I was around 3-years old at the time. We hadn’t moved out of our Essex home. From the outside, it wasn’t anything spectacular. A one car garage on the right, stairs led up to the front door. It was a small house for 7 people, and for me this was my first home.

On this day, my mom and I went to a local seafood store that was down the road from us. I really didn’t like walking. Mainly because my stubby legs and tiny feet could only cover so much ground. I also just wanted to be carried by my mom.

We walked home from the seafood store with Mom carrying a large paper bag. I must have been a very energetic child because at one point, we had to stop along a stonewall so Mom could catch her breath. Mom needed both hands to carry the paper bag, and I wanted her to carry me instead. Or at least play with me. Or hold my hand. That’s when the paper bag moved. Something was still alive inside. I no longer wanted Mom to carry me. I just fixated my eyes on this large package Mom held, and before I could even think of what lurked inside, a red claw tore through the paper like nothing! I must have gone crazy because a second claw followed! Both claws waved around the air, each held down tightly with blue rubber bands. My mom was carrying a monster. She must have been so brave. I don’t think I wanted my mom to carry me next to such a beast.

Finding a voice among strangers

For quite some time, I’ve wanted to write a blog to keep track of my childhood memories. I haven’t yet decided why I chose a blog as my medium. One friend suggested I do a v-blog, but I’m not that comfortable in front of the camera. I have also wondered why even share my personal story with the world instead of just recording everything in a diary for my personal reflection. I do tend to keep this blog a secret from friends and personal family, and I feel that will help me find a way to write these short memoirs. To be honest, I have a very difficult time sharing these stories with anyone, even to my closest of friends. Maybe by writing to complete strangers, I will have an outlet to share my voice.

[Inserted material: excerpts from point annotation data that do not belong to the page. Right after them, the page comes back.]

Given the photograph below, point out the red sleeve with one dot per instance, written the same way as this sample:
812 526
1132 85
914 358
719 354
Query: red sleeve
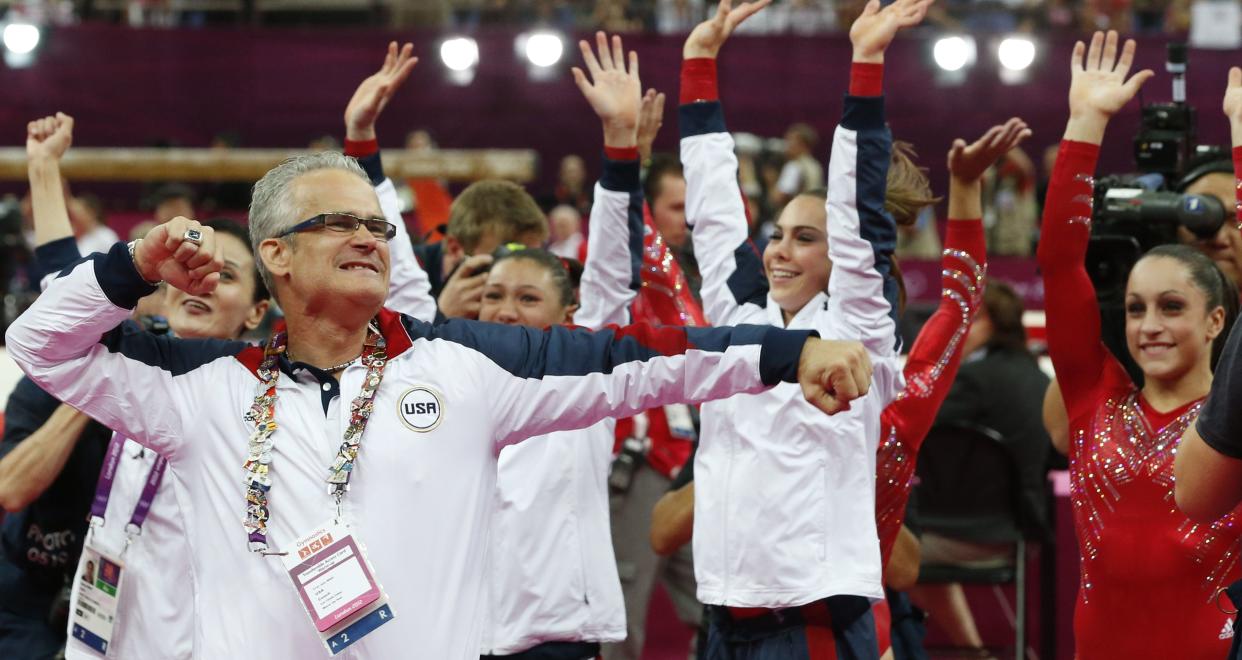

I’m not sure the frequency of when I’m going to publish something. Right now, I can only remember a few things very vividly, so I may only publish a memory once every two weeks. In between that time, however, I will try to post something unrelated to my memories. It might be personal thoughts, opinions, or ideas. I will try at least once a week to update something. Since it is Monday night, I plan to bring something to this blog on a Monday before I sleep.